G. bekennt sich schuldig, dass er Dinge wie "Nicht vertreiben, sondern erschießen, eine andere Sprache verstehen die primitiven Neger nicht", geschrieben hat. Oder auf Tschechen, die "SPÖ-Marxisten" und Muslime geschimpft zu haben. Und "Auf zu den Waffen!" gefordert hat.

"Das war wahrscheinlich unter Alkoholeinfluss", erklärt der Angeklagte Richter Thomas Spreitzer. "Man schreibt in der Emotion halt so einen Blödsinn", bedauert G. nun. "Ich habe alles verloren", verweist er auf seine Arbeitslosigkeit und Scheidung.

Darüber hinaus verwendet er auch das Methusalix-Argument. Der ältere Herr sagt im Asterix-Band "Das Geschenk Cäsars" nämlich: "Ich habe nichts gegen Fremde. Einige meiner besten Freunde sind Fremde. Aber diese Fremden sind nicht von hier."

Wahlbeisitzer für die FPÖ

G. führt also ins Treffen, dass sein bester Freund Türke sei, er einmal mit einer Costaricanerin verlobt und daher auch mit Schwarzen befreundet gewesen sei. Und überhaupt passe er bei seinen Facebook-Freunden auf: "Nazis lasse ich sowieso keine zu", sagt der selbstdeklarierte Freiheitliche, der für die Partei auch als Wahlbeisitzer tätig gewesen ist.

"Ich muss mein Leben wieder auf die Reihe bringen", resümiert der Unbescholtene, Richter Spreitzer stimmt ihm zu.

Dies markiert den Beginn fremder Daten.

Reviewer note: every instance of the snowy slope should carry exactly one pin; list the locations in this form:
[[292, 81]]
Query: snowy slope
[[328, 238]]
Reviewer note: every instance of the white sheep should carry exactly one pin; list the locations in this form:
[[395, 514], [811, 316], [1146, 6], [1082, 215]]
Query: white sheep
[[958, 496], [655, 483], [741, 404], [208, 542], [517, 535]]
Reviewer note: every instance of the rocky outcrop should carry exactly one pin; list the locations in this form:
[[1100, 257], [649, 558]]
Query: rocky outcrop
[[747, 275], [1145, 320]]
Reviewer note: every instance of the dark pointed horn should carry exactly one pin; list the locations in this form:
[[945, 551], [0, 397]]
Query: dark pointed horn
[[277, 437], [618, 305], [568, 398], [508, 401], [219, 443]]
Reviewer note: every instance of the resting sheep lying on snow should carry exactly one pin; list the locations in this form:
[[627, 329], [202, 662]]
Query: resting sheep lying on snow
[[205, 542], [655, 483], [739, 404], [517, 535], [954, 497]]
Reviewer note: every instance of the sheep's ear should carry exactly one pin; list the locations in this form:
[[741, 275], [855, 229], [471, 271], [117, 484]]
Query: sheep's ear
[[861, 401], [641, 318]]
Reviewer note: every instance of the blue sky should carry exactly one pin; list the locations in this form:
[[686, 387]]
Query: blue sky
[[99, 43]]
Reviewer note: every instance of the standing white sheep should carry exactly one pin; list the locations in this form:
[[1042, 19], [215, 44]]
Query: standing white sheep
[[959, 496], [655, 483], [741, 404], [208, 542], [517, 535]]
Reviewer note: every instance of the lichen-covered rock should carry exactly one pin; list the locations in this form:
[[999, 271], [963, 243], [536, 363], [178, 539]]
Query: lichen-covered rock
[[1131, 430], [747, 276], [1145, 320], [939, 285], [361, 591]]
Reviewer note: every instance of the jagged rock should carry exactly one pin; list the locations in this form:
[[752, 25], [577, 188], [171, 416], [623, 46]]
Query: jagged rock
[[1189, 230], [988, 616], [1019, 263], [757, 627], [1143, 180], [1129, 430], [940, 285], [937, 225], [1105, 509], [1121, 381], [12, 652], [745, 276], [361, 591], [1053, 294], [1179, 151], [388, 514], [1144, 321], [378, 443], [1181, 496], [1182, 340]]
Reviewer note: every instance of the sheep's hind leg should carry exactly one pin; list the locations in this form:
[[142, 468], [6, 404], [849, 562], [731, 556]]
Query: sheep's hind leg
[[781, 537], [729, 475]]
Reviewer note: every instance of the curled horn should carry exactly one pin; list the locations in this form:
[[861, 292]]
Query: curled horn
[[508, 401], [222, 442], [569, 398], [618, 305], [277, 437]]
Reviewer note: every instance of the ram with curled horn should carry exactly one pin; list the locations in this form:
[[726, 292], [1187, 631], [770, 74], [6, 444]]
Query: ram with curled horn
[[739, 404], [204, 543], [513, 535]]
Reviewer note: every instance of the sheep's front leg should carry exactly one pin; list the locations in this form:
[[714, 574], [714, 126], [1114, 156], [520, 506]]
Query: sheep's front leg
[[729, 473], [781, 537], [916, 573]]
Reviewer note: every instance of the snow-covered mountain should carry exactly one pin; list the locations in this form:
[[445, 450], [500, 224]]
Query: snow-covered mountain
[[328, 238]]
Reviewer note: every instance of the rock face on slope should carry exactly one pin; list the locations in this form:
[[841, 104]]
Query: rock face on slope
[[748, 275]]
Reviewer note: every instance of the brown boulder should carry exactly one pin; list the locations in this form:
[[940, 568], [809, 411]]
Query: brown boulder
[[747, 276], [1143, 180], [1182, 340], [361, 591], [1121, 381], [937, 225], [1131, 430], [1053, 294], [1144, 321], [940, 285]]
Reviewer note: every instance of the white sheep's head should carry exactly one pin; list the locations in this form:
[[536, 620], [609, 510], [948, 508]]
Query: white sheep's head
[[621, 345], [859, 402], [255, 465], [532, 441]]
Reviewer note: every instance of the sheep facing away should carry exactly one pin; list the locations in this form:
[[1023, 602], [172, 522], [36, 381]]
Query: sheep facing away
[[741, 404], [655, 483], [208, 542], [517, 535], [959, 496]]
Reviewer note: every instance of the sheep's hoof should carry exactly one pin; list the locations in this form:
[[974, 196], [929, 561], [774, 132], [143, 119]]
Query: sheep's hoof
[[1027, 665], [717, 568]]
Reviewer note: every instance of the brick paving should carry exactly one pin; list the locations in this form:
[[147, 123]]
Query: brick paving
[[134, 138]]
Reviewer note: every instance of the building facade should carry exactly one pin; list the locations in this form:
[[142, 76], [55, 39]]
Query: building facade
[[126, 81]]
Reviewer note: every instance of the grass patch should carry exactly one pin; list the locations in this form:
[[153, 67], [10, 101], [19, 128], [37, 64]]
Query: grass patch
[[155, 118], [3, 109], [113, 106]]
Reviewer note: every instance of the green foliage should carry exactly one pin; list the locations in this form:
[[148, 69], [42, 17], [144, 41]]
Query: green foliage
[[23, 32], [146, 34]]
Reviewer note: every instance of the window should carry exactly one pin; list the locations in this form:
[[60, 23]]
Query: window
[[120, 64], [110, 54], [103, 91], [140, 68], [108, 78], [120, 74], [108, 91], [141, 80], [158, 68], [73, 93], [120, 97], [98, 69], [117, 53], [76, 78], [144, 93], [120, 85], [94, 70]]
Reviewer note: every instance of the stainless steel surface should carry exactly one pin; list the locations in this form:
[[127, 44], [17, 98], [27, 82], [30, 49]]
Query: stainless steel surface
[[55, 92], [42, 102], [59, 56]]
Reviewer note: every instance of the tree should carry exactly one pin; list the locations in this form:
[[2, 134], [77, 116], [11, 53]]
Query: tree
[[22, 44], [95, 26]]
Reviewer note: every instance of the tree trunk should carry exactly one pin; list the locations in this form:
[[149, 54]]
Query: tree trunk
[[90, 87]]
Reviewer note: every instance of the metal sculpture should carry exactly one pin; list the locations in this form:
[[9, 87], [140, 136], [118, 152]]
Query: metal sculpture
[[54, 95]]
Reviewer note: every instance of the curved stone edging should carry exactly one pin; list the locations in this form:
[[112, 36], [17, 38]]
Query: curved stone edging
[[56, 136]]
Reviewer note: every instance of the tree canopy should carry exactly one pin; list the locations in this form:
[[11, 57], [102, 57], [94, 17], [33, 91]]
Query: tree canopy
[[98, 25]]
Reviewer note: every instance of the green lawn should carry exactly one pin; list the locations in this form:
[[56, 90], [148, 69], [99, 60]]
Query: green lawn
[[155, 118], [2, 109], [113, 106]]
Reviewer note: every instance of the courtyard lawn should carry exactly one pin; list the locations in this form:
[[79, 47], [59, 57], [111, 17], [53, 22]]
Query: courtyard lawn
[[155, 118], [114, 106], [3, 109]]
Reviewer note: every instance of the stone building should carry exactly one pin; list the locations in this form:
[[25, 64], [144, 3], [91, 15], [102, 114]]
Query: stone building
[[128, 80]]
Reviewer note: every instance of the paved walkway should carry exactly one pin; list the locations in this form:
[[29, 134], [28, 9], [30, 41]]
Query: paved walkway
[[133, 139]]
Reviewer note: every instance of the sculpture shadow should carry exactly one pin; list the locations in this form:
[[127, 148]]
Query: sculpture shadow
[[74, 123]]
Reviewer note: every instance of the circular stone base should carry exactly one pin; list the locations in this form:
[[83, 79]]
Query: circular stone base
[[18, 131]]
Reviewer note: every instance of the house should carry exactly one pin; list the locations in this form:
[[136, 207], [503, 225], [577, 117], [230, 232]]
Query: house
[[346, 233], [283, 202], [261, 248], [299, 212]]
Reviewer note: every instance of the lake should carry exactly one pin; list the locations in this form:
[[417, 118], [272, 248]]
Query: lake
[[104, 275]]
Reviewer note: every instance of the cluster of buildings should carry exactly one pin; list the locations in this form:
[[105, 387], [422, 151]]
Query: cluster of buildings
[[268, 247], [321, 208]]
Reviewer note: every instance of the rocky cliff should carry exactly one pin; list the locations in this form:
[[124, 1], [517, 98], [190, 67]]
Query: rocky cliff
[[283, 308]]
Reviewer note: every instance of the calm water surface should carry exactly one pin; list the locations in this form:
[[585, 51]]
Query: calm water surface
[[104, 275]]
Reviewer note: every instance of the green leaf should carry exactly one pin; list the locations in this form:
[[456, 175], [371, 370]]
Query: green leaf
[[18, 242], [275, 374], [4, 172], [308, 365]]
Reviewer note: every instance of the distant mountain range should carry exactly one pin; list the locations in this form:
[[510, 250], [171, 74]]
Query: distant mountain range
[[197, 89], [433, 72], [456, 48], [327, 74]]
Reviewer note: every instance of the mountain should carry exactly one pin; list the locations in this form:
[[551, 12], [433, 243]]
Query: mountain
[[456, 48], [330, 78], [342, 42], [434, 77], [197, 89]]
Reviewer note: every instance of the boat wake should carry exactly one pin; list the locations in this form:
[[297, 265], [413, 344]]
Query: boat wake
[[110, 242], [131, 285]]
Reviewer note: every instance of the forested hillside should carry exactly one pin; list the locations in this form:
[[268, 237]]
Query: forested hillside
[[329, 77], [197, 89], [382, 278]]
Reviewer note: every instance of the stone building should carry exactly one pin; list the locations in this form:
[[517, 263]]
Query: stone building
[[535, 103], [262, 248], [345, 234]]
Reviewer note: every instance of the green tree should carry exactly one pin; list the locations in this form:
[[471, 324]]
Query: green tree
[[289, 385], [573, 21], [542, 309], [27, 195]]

Und gibt G. eine faire Chance: Die rechtskräftige Verurteilung zu 720 Euro Strafe scheint nicht in der Strafregisterauskunft auf.

Einen ziemlichen Absturz hat auch Martin S. hinter sich, der sich wegen Beleidigung vor Richterin Nicole Baczak verantworten muss. Der 38-Jährige hatte zehn Jahre lang eine gutbezahlte Stelle bei der Gemeinde Wien, dann wurde der Vorbestrafte drogensüchtig und ist seit zweieinhalb Jahren arbeitslos.

Privatanklage durch Glawischnig

Grünen-Chefin Eva Glawischnig – die durch die auch für den STANDARD tätige Kanzlei Windhager vertreten wird – hat eine Privatanklage gegen ihn eingebracht, da auch er sich auf Facebook betätigt hat. In einer Gruppe, die ebenso das FPÖ-Logo im Titelbild hat, schwadronierte er von "dreckigen Denunziantenschweinen" und "Volksverrätern" und postete ein pornografisches Bild, in das der Kopf Glawischnigs hineinmanipuliert war.

"Warum schreiben Sie so was?", fragt ihn Baczack. "Aus Blödheit, was soll ich sagen. Ich habe ein bisschen eine rechtsradikale Haltung", gesteht er auch ein. "Ich war fast jeden Tag high, sonst hält man die Obdachlosigkeit nicht aus", erinnert er sich. Aber: "Ich steige jetzt aus den ganzen FPÖ-Sachen aus!", verspricht er.